PERHATIKAN | Orang-orang Palestina membandingkan antara Nakba tahun 1948 dan perang saat ini:

Warga Palestina di Gaza mengatakan perang saat ini lebih parah dibandingkan perang Nakba tahun 1948

Warga Palestina di Khan Younis merenungkan kehancuran akibat perang Israel-Hamas yang sedang berlangsung di Gaza saat mereka memperingati 76 tahun Nakba. Kata Arab untuk ‘bencana’ digunakan oleh orang-orang Palestina dan para pendukungnya untuk menggambarkan deklarasi kemerdekaan Israel pada tahun 1948, yang menyebabkan ratusan ribu orang mengungsi. Banyak warga Palestina yang melarikan diri atau terpaksa meninggalkan rumah mereka akibat perang antara Israel dan negara-negara Arab tetangganya.

Pekan ini, pasukan Israel menguasai perbatasan Rafah – salah satu jalan utama untuk mendapatkan bantuan – dan bersiap menghadapi serangan yang diperkirakan akan terjadi di kota tersebut, dimana lebih dari satu juta orang yang terpaksa mengungsi akibat perang berlindung di sana.

Berkurangnya stok makanan dan bahan bakar dapat memaksa operasi bantuan terhenti dalam beberapa hari di Gaza karena penyeberangan penting tetap ditutup, memaksa rumah sakit untuk tutup dan menyebabkan lebih banyak kekurangan gizi, kata badan bantuan PBB pada hari Jumat.

Issa, seorang mantan dokter, mengatakan dia terpaksa menjual sekantong jus di jalanan untuk mendapatkan uang agar dia dapat memberi makan istri dan dua anaknya. Warga Palestina lainnya mengatakan mereka hidup dari kotak-kotak bantuan tua yang berisi makanan kaleng seperti kacang hijau dan kacang polong.

“Ketika ini selesai, saya tidak tahu apa yang akan kami lakukan,” kata Reem Abu Sabla, 35, yang mengungsi di Khan Younis bersama anak-anaknya. “Ini bencana besar…. Jika bukan karena kaleng-kaleng itu, saya tidak tahu apa yang akan kami lakukan.”

PERHATIKAN | Ketika pengiriman bantuan terhenti, warga Palestina kesulitan mendapatkan makanan dan air:

‘Tidak ada makanan…. Tidak ada kehidupan’

Dengan pengiriman bantuan yang hampir terhenti, warga Palestina di Gaza berjuang untuk mendapatkan tempat berlindung, makanan, dan air.

Selama beberapa dekade terakhir, lusinan kamp pengungsi telah berkembang menjadi kota-kota padat penduduk yang tersebar di seluruh Timur Tengah, tempat para pengungsi tahun 1948 dan keturunan mereka berjumlah hampir setengah dari total penduduk Palestina.

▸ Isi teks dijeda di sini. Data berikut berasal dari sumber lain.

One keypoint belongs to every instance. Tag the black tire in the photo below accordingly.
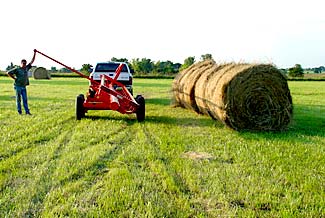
(141, 111)
(80, 111)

Saat ini, lebih dari 5,9 juta warga Palestina terdaftar sebagai pengungsi di Tepi Barat, Jalur Gaza, Yordania, Lebanon dan Suriah, menurut angka dari PBB.

Issa mengatakan, pengungsi tahun 1948 setidaknya diterima di negara tetangga dan diberikan tempat tinggal yang aman. Saat ini, katanya, banyak warga Gaza yang merasa terjebak.

“Sebelumnya, ada tempat pengungsian yang bisa kami datangi, namun saat ini belum ada tempat yang aman untuk dituju,” kata Issa. “Tidak ada tempat untuk pergi ke luar…ke Mesir, Suriah atau Lebanon.”